Miranda menggunakan ikat pinggang besar warna hitam yang melingkar di pinggang rampingnya saat datang ke pengadilan tipikor, baju tahanan itu jadi terlihat seperti blazer saat dikenakan Miranda, kontras dengan rambutnya yang dicat warna ungu.

Penggunaan rumah tahanan (rutan) Detasemen Polisi Militer (Denpom) Guntur Kodam Jaya di jalan Guntur, Manggarai Jakarta Selatan sebagai rutan KPK, juga menjadi terobosan KPK lain.

Rutan yang dibangun pada 1937 tersebut pada zaman orde Baru biasa dipakai untuk menahan para tahanan politik pada masa Komando Operasi Pemulihan Keamanan dan Ketertiban.

KPK dipinjami bangunan dan tanah di bagian belakang Denpom Guntur untuk direhabilitasi.

Bangunan yang akan dibangun adalah blok untuk 22 tahanan laki-laki dan 10 tahanan perempuan di tanah seluas 365 meter persegi, masing-masing tahanan laki-laki akan ditahan dalam ruangan berjumlah 5-7 orang sedangkan satu tahanan perempuan menempati satu kamar tahanan.

Sedangkan ruangan yang sudah siap digunakan saat ini adalah 3 ruangan sel yang dilengkapi dengan dua tempat tidur dan satu kakus di dalam ruangan berukuran 5,2 meter persegi.

Sehingga total rutan tersebut mampu menampung 38 orang tahanan KPK dalam 14 ruangan sel dengan berbagai ukuran.

"Anggaran pembangunan rutan awalnya adalah Rp1,5 miliar namun jumlah tersebut naik hingga Rp2,5 miliar karena harus melengkapi jeruji sesuai standar dan peralatan lainnya," ungkap Bambang.

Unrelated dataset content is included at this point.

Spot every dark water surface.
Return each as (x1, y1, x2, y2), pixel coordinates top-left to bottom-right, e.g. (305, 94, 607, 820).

Pertanyaannya, apakah dengan sejumlah usaha dan anggaran yang telah ditetapkan tersebut KPK dapat efektif menjerakan para pelaku korupsi dan mencegah tindakan korupsi lainnya?

"Pemberantasan korupsi harus dapat menghasilkan efek jera (detterent effect), caranya tidak cukup hanya hukuman badan tapi kami kembangkan biaya sosial korupsi sehingga koruptor menanggung biaya sosial yang dihasilkan dari perbuatannya," kata Bambang Widjojanto.